Israel rejects such accusations and maintains that it is carrying out its military operations in both Gaza and Lebanon in accordance with international law.

But Jilani said that "many of our staff, including doctors and nurses... were detained, were taken for weeks (and) were tortured".

Since the war began, 34 PRCS staff and volunteers have been killed in Gaza, and another two in the West Bank, "most of them while serving", he said.

Four other staff members are still being held, their whereabouts and condition unknown.

Jilani warned that the disregard for basic international law in the expanding conflict was eroding the belief that such laws even exist.

A "huge casualty of this war", he said, "is the belief within the Middle East that there is no international law".

- 'Unbelievable' -

Uri Shacham, chief of staff at the Israeli's emergency aid organization Magen David Adom (MDA), also decried the total disregard for laws requiring the protection of humanitarians.

- Gaza scenario looming -

The Red Cross in Lebanon, where for the past month Israel has been launching ground operations and dramatically escalating its airstrikes against Hezbollah, also condemned the slide.

Thirteen of its volunteers have been recently injured on ambulance missions.

One of its top officials, Samar Abou Jaoudeh, told AFP that they did not appear to have been targeted directly.
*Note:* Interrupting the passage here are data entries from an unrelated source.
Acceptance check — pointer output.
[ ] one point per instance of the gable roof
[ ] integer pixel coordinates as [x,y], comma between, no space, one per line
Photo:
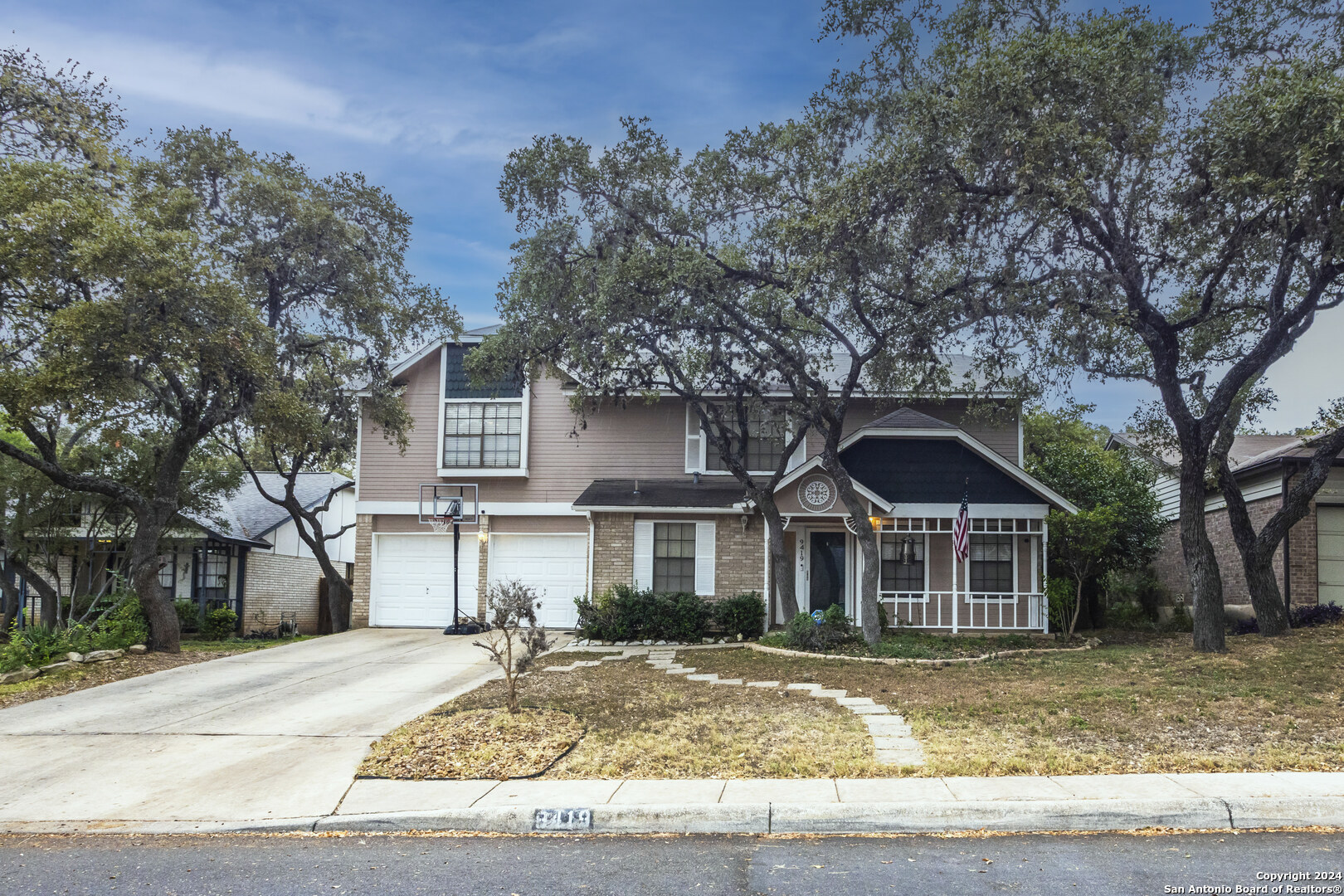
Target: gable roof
[908,425]
[665,494]
[246,516]
[908,418]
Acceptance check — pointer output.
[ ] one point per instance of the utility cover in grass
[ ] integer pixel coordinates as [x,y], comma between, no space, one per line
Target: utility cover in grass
[475,743]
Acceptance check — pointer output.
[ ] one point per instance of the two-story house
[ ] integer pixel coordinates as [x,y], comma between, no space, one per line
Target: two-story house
[636,497]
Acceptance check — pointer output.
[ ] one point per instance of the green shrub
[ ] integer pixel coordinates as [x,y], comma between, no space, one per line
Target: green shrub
[121,627]
[1062,594]
[743,614]
[188,614]
[219,625]
[806,633]
[622,613]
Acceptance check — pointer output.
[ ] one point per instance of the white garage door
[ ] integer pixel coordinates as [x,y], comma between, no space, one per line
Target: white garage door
[1329,553]
[413,579]
[554,564]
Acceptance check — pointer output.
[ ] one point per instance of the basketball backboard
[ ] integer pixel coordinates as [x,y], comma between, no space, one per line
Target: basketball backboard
[453,501]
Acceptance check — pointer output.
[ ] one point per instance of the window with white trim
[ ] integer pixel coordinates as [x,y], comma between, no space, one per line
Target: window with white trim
[991,564]
[483,434]
[674,557]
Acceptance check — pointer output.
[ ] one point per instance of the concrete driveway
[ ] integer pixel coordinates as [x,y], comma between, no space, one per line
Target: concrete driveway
[266,735]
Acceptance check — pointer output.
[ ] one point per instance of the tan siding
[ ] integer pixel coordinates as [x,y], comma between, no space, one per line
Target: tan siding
[640,440]
[542,524]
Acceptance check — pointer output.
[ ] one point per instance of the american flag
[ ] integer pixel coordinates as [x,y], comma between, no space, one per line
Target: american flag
[962,528]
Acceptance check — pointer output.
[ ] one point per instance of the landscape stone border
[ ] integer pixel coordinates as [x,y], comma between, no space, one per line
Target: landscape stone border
[71,660]
[893,742]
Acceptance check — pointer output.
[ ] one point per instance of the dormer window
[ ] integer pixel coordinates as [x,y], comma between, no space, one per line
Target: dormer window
[485,427]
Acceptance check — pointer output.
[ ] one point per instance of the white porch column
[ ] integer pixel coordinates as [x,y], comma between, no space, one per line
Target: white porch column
[1045,575]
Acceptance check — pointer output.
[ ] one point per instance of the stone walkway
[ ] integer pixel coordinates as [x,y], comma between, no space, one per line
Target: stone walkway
[893,742]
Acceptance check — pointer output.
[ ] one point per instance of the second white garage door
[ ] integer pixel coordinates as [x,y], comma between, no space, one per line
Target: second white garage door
[413,579]
[554,564]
"But nevertheless, not being able to reach the injured people, and (missiles) hitting right in front of an ambulance is also not respecting IHL," she said, stressing the urgent need to ensure more respect for international law on the ground.

Abou Jaoudeh feared Lebanon, where at least 1,620 people have been killed since September 23, according to an AFP tally based on official figures, could suffer the same fate as Gaza.

"We hope that no country would face anything that Gaza is facing now, but unfortunately a bit of that scenario is beginning to be similar in Lebanon," she said.

The Lebanese Red Cross, she said, was preparing "for all scenarios... but we just hope that it wouldn't reach this point".